On July 19, 2018, United States Magistrate Judge Mark Lane issued a Report and Recommendation recommending that United States District Judge Robert Pitman for the Western District of Texas grant a motion to compel arbitration and dismiss a putative class action on the grounds that the Plaintiff agreed to the Defendants' website's Terms and Conditions, which contained a mandatory arbitration clause. May, et al. v. Expedia Inc., et al., No. 1:16-cv-01211-RP, Dkt. No. 24.

HomeAway User Files Putative Class Action. HomeAway is an online marketplace for vacation rental properties where property owners can list their properties for rent and "travelers" can book rental properties. HomeAway's original business model was to charge owners a fee to list their properties (either on a one-year subscription or pay-per-booking basis) and to allow travelers to search and book rentals for free. HomeAway was acquired by Expedia in 2015 and changed its business model to charge travelers a fee to book rentals in mid-2016. Plaintiff James May had been a property owner who used HomeAway since 2013.

In November 2016, Plaintiff filed a putative class action against Expedia and HomeAway for breach of contract, fraud, fraudulent concealment, and Oregon and Texas state law claims based on HomeAway's imposition of a "traveler fee" and its negative effect on owners who used HomeAway to rent properties. Defendants moved to compel Plaintiff to arbitrate his claims based on HomeAway's 2016 Terms and Conditions, which contained a mandatory arbitration clause. Defendants argued that Plaintiff agreed to the Terms and Conditions twice: (1) when he renewed his HomeAway subscription in September 2016 and (2) when he booked his property through HomeAway's website in October 2016. Plaintiff argued he did not agree to the Terms and Conditions because (1) he renewed his HomeAway subscription in his wife's name, (2) he did not receive actual or constructive notice that he agreed to the Terms and Conditions when he clicked "Continue" during the booking process, and (3) any agreement to arbitrate is illusory and unenforceable. Following the Fifth Circuit's decision in Arnold v. HomeAway, Inc., 890 F.3d 546 (5th Cir. 2018), the parties agreed that Plaintiff's argument that the arbitration agreement is illusory is precluded and that the only issue before the court was whether the parties entered an arbitration agreement. Magistrate Judge Lane then issued his Report and Recommendation finding Plaintiff contractually bound to the 2016 Terms and Conditions based on his subscription renewal and booking his property through HomeAway.

HomeAway User's Assignment of Account Not Enforceable. First, Magistrate Judge rejected Plaintiff's argument that he did not agree to the 2016 Terms and Conditions on his own behalf because he purchased the renewal subscription in his wife's name on her behalf and with her authorization. Although the Plaintiff specifically renewed the subscription in his wife's name to avoid being bound by the 2016 Terms and Conditions, he offered no legal argument or basis to show that this had any legal effect. The 2015 Terms and Conditions expressly did not allow Plaintiff to assign the Terms and Conditions without HomeAway's consent, and there was no evidence that HomeAway consented to the purported assignment from Plaintiff to his wife.

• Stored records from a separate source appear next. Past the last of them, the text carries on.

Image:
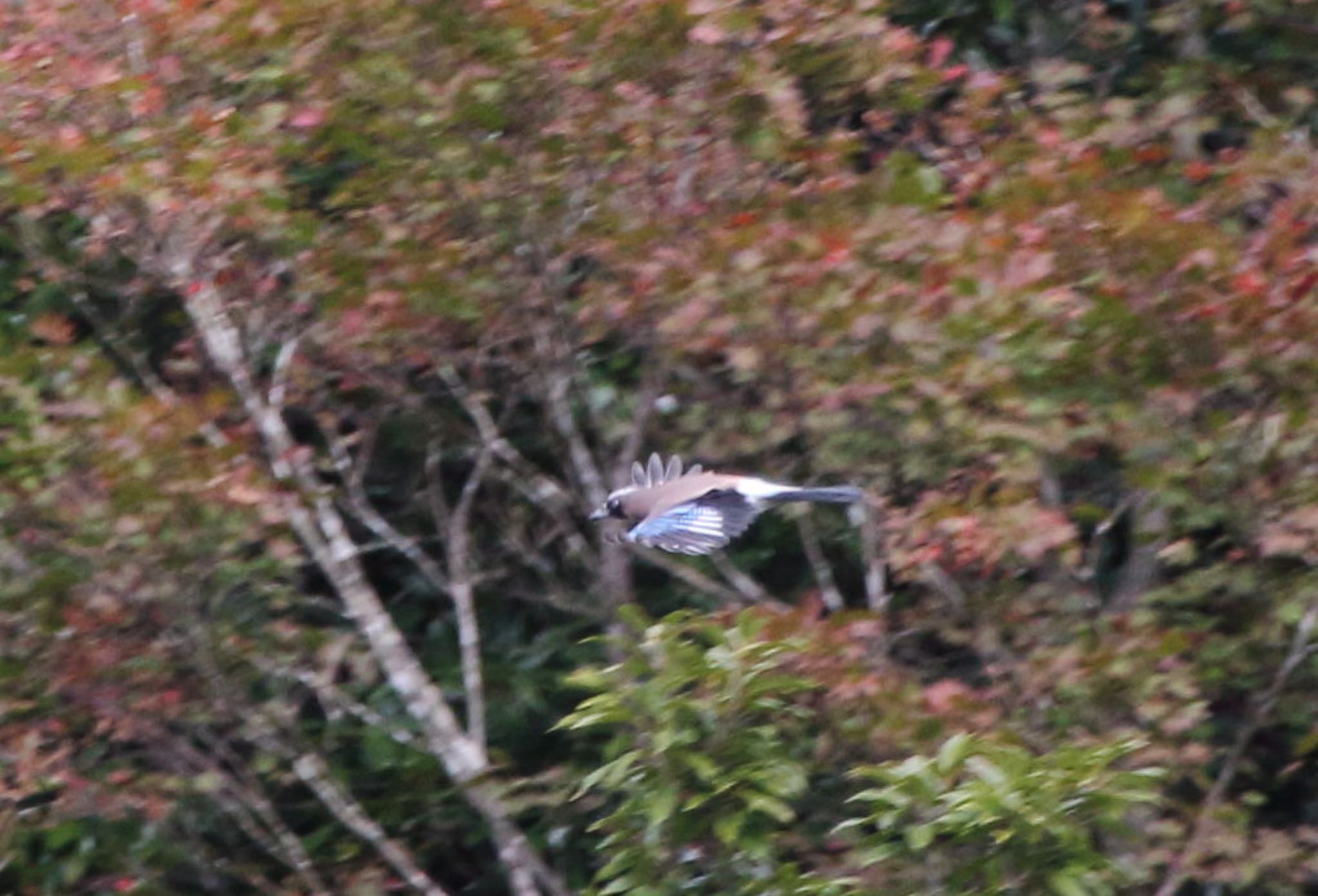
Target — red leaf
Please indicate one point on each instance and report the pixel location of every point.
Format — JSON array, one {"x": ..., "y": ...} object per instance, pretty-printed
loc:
[{"x": 939, "y": 51}]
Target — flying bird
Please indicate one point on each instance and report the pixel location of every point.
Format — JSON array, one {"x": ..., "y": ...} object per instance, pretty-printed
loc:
[{"x": 698, "y": 512}]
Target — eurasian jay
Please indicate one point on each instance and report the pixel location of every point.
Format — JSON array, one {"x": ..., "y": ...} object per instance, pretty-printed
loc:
[{"x": 699, "y": 512}]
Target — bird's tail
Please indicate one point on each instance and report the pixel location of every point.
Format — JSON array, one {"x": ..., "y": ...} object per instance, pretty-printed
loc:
[{"x": 830, "y": 494}]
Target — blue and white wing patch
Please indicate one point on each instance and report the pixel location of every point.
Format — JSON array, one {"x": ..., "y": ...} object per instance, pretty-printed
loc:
[{"x": 699, "y": 526}]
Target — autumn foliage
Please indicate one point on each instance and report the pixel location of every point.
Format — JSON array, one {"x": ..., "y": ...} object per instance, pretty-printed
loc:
[{"x": 324, "y": 324}]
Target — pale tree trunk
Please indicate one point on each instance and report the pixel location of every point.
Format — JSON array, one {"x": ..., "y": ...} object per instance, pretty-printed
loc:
[{"x": 322, "y": 528}]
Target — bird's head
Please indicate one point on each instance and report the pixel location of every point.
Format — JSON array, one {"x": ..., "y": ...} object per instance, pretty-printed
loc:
[{"x": 612, "y": 505}]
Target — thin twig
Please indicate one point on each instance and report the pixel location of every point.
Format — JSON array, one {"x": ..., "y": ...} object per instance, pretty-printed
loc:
[
  {"x": 939, "y": 579},
  {"x": 745, "y": 585},
  {"x": 877, "y": 595},
  {"x": 324, "y": 533},
  {"x": 690, "y": 575},
  {"x": 819, "y": 563}
]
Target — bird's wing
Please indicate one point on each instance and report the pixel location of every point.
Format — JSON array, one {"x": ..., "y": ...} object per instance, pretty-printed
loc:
[{"x": 698, "y": 526}]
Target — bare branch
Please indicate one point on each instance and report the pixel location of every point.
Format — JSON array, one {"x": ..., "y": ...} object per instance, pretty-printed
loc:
[
  {"x": 280, "y": 377},
  {"x": 877, "y": 595},
  {"x": 314, "y": 772},
  {"x": 938, "y": 577},
  {"x": 745, "y": 585},
  {"x": 1301, "y": 649},
  {"x": 245, "y": 803},
  {"x": 335, "y": 702},
  {"x": 819, "y": 563},
  {"x": 690, "y": 575},
  {"x": 558, "y": 386},
  {"x": 651, "y": 384},
  {"x": 324, "y": 534},
  {"x": 461, "y": 591}
]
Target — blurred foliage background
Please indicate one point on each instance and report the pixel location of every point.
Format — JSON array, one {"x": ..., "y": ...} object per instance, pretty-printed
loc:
[{"x": 324, "y": 324}]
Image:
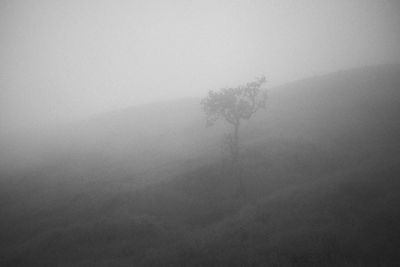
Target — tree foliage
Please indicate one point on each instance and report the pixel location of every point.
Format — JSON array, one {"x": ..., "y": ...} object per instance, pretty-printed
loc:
[{"x": 236, "y": 103}]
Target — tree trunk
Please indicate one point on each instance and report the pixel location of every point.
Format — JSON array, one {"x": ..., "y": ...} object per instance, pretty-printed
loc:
[{"x": 236, "y": 161}]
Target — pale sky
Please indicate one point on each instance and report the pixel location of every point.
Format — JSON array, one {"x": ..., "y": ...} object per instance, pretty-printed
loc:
[{"x": 69, "y": 59}]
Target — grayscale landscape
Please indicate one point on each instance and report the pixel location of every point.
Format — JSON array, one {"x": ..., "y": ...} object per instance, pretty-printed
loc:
[{"x": 300, "y": 168}]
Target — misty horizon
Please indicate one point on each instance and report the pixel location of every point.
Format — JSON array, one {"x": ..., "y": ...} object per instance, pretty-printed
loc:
[
  {"x": 62, "y": 62},
  {"x": 237, "y": 133}
]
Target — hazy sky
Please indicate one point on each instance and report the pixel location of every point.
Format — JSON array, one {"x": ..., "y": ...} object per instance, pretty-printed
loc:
[{"x": 68, "y": 59}]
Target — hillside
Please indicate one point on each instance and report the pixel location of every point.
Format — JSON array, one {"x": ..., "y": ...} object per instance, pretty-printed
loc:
[{"x": 151, "y": 186}]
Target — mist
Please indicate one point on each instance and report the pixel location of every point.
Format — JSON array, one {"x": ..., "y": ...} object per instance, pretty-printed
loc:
[
  {"x": 199, "y": 133},
  {"x": 62, "y": 61}
]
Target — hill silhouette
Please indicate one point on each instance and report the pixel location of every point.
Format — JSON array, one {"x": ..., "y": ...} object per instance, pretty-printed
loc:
[{"x": 151, "y": 186}]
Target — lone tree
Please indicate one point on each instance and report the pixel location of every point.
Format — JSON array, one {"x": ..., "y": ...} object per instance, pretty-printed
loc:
[{"x": 234, "y": 105}]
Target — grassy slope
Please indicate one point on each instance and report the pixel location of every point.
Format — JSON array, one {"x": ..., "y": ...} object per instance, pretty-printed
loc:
[{"x": 321, "y": 169}]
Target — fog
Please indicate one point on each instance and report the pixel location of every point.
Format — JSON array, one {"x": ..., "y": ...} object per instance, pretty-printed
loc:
[
  {"x": 65, "y": 60},
  {"x": 199, "y": 133}
]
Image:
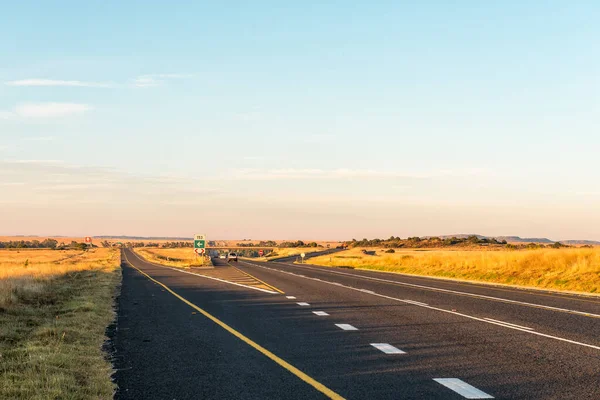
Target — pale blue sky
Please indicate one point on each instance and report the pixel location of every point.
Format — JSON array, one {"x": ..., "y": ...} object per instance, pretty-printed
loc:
[{"x": 328, "y": 121}]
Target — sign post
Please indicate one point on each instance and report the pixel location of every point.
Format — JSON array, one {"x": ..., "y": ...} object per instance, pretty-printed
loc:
[{"x": 200, "y": 245}]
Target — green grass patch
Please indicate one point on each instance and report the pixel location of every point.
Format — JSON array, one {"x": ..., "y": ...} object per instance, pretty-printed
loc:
[{"x": 52, "y": 332}]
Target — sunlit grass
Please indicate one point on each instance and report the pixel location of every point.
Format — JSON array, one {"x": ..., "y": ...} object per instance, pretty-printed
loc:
[
  {"x": 575, "y": 269},
  {"x": 54, "y": 310},
  {"x": 292, "y": 251}
]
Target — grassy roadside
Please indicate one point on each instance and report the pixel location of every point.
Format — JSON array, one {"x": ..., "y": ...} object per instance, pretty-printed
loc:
[
  {"x": 179, "y": 257},
  {"x": 291, "y": 251},
  {"x": 570, "y": 269},
  {"x": 54, "y": 310}
]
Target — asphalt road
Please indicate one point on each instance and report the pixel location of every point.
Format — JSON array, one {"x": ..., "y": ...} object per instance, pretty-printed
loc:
[{"x": 448, "y": 340}]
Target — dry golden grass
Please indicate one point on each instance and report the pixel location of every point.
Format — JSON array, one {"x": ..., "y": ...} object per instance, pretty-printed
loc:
[
  {"x": 181, "y": 257},
  {"x": 563, "y": 269},
  {"x": 292, "y": 251},
  {"x": 54, "y": 310}
]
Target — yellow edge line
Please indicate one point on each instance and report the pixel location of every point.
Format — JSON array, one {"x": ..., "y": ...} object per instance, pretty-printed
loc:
[
  {"x": 263, "y": 282},
  {"x": 312, "y": 382}
]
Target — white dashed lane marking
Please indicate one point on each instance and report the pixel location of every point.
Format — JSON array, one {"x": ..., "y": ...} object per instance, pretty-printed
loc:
[
  {"x": 463, "y": 388},
  {"x": 346, "y": 327},
  {"x": 387, "y": 348},
  {"x": 509, "y": 324}
]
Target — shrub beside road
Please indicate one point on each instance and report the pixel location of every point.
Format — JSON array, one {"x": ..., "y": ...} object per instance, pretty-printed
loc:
[{"x": 55, "y": 307}]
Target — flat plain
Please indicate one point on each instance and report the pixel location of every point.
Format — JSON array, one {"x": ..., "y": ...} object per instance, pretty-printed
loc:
[
  {"x": 569, "y": 269},
  {"x": 54, "y": 310}
]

HomeAway User Was on Notice of Agreement to Terms and Conditions. Second, Magistrate Judge Lane rejected Plaintiff's argument that he was not aware that he was agreeing to the 2016 Terms and Conditions when he booked his property through HomeAway's website because the placement and typeface of the hyperlink were not sufficient to put him on notice. Magistrate Judge Lane distinguished Nguyen v. Barnes & Noble, Inc., 763 F.3d 1171, which involved a hyperlink to the terms at the bottom of a webpage and did not require any affirmative action to demonstrate the user's agreement to the terms. In contrast, HomeAway's website presented the user with a notice directly above the "Continue" button that informed the user that he was agreeing to the hyperlinked Terms and Conditions by clicking the button to continue. A user could not complete the transaction without clicking the "Continue" button. This was sufficient to put Plaintiff on notice that he was agreeing to the hyperlinked Terms and Conditions by continuing the transaction.

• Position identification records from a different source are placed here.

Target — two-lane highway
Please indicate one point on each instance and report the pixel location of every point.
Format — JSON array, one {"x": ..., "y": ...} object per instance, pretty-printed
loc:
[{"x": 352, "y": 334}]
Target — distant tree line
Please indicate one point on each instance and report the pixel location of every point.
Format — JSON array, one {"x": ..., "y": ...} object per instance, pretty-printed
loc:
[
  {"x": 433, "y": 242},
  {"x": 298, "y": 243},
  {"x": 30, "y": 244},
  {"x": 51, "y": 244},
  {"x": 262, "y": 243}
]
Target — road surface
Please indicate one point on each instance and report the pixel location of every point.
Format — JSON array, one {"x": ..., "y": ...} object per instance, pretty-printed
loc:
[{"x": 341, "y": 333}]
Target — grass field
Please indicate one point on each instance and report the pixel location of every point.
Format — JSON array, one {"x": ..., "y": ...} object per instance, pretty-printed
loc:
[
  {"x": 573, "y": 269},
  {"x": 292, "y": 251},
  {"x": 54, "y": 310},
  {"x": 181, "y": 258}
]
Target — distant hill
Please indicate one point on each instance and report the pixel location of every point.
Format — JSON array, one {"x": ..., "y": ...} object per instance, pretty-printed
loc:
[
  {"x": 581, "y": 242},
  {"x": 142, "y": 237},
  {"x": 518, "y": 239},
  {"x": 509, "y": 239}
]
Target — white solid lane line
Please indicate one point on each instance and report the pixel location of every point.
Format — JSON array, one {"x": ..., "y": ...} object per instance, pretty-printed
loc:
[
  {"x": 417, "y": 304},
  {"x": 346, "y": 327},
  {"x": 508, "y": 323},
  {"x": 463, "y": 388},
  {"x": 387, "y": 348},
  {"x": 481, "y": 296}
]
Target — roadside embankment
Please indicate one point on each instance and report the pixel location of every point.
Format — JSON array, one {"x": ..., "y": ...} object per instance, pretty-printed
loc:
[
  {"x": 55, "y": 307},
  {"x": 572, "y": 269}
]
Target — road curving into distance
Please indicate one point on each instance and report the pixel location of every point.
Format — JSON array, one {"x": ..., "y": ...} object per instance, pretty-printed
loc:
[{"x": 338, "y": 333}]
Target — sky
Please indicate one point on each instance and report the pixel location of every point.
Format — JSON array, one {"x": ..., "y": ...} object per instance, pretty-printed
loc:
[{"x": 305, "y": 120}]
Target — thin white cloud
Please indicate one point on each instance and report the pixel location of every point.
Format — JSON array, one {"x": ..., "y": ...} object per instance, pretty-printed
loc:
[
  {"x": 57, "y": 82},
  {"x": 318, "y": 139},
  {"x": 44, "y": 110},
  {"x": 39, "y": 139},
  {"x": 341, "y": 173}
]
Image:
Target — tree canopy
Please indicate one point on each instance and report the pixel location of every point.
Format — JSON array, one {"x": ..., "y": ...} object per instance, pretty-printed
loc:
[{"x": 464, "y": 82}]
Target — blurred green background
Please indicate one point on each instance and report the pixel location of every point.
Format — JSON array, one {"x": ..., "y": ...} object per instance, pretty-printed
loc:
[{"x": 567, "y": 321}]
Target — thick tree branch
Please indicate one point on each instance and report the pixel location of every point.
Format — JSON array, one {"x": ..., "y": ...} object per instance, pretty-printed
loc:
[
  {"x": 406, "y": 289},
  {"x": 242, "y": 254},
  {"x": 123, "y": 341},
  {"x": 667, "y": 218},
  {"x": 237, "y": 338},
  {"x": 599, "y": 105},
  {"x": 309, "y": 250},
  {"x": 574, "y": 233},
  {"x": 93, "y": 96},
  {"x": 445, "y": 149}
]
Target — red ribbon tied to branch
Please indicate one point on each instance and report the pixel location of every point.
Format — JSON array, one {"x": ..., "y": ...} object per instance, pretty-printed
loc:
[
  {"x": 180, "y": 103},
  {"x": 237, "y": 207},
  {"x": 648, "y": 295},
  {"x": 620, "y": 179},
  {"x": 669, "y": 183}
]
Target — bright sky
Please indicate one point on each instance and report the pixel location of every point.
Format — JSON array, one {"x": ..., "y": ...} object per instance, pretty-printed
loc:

HomeAway User Equitably Estopped From Arguing Not Bound. Finally, Magistrate Judge Lane noted that if Plaintiff was not bound by the Terms and Conditions, Plaintiff could gain all of the benefits of his HomeAway account without being bound to terms he did not want to accept. Such a result dictates that even if Plaintiff was not contractually bound, he should be equitably estopped from contending that he is not bound by the Terms and Conditions.

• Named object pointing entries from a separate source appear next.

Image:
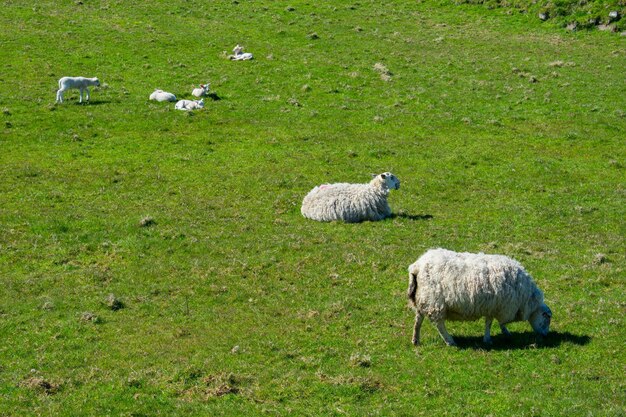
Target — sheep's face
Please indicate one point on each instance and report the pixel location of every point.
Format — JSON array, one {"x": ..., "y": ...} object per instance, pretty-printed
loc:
[
  {"x": 390, "y": 180},
  {"x": 540, "y": 320}
]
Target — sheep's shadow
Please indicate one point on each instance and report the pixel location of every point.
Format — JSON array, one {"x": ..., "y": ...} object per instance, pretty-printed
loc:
[
  {"x": 524, "y": 340},
  {"x": 88, "y": 103},
  {"x": 411, "y": 216}
]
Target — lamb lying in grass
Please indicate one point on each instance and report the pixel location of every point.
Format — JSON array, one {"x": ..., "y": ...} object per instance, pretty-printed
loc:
[
  {"x": 202, "y": 91},
  {"x": 351, "y": 202},
  {"x": 189, "y": 104},
  {"x": 239, "y": 54},
  {"x": 80, "y": 83},
  {"x": 446, "y": 285},
  {"x": 160, "y": 95}
]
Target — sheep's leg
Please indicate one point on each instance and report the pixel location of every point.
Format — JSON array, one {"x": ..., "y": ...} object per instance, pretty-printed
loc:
[
  {"x": 419, "y": 318},
  {"x": 504, "y": 330},
  {"x": 487, "y": 337},
  {"x": 441, "y": 326}
]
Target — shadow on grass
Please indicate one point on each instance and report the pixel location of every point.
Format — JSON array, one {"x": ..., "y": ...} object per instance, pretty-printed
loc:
[
  {"x": 411, "y": 216},
  {"x": 525, "y": 340}
]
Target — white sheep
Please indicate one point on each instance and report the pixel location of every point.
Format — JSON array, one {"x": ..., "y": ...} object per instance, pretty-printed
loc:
[
  {"x": 189, "y": 104},
  {"x": 80, "y": 83},
  {"x": 351, "y": 202},
  {"x": 202, "y": 91},
  {"x": 446, "y": 285},
  {"x": 239, "y": 54},
  {"x": 160, "y": 95}
]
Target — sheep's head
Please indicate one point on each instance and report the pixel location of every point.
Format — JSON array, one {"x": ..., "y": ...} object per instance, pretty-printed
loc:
[
  {"x": 540, "y": 320},
  {"x": 387, "y": 180}
]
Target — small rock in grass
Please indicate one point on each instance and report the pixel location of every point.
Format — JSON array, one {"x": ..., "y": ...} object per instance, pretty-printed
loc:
[
  {"x": 147, "y": 222},
  {"x": 364, "y": 361},
  {"x": 114, "y": 303}
]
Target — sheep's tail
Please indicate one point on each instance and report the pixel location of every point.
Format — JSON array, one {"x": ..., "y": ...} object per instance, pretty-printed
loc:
[{"x": 412, "y": 291}]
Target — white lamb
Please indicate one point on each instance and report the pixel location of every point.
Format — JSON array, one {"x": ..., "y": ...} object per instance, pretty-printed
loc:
[
  {"x": 239, "y": 54},
  {"x": 446, "y": 285},
  {"x": 351, "y": 202},
  {"x": 189, "y": 104},
  {"x": 80, "y": 83},
  {"x": 202, "y": 91},
  {"x": 160, "y": 95}
]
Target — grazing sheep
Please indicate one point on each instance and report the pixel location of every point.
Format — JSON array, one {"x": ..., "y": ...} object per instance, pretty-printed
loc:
[
  {"x": 160, "y": 95},
  {"x": 202, "y": 91},
  {"x": 351, "y": 202},
  {"x": 189, "y": 104},
  {"x": 239, "y": 54},
  {"x": 446, "y": 285},
  {"x": 80, "y": 83}
]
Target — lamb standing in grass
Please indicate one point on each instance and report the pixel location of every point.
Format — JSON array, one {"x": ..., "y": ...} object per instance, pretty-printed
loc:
[
  {"x": 160, "y": 95},
  {"x": 446, "y": 285},
  {"x": 189, "y": 104},
  {"x": 351, "y": 202},
  {"x": 80, "y": 83},
  {"x": 202, "y": 91}
]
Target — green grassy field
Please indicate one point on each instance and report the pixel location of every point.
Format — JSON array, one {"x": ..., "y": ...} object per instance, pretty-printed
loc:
[{"x": 508, "y": 136}]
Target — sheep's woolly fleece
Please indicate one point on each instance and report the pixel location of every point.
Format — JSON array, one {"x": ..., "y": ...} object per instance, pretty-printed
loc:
[
  {"x": 446, "y": 285},
  {"x": 350, "y": 202},
  {"x": 160, "y": 95}
]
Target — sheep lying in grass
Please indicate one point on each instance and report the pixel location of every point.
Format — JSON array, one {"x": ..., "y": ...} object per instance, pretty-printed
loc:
[
  {"x": 202, "y": 91},
  {"x": 446, "y": 285},
  {"x": 351, "y": 202},
  {"x": 239, "y": 54},
  {"x": 189, "y": 104},
  {"x": 80, "y": 83},
  {"x": 160, "y": 95}
]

HomeAway Takeaway. Although Judge Pitman has not issued a final order granting or denying the motion to compel arbitration, Magistrate Judge Lane's Report and Recommendation provides a roadmap for how companies can hold users to their agreement to terms even where the user attempts to avoid being bound.

Because of the generality of this update, the information provided herein may not be applicable in all situations and should not be acted upon without specific legal advice based on particular situations.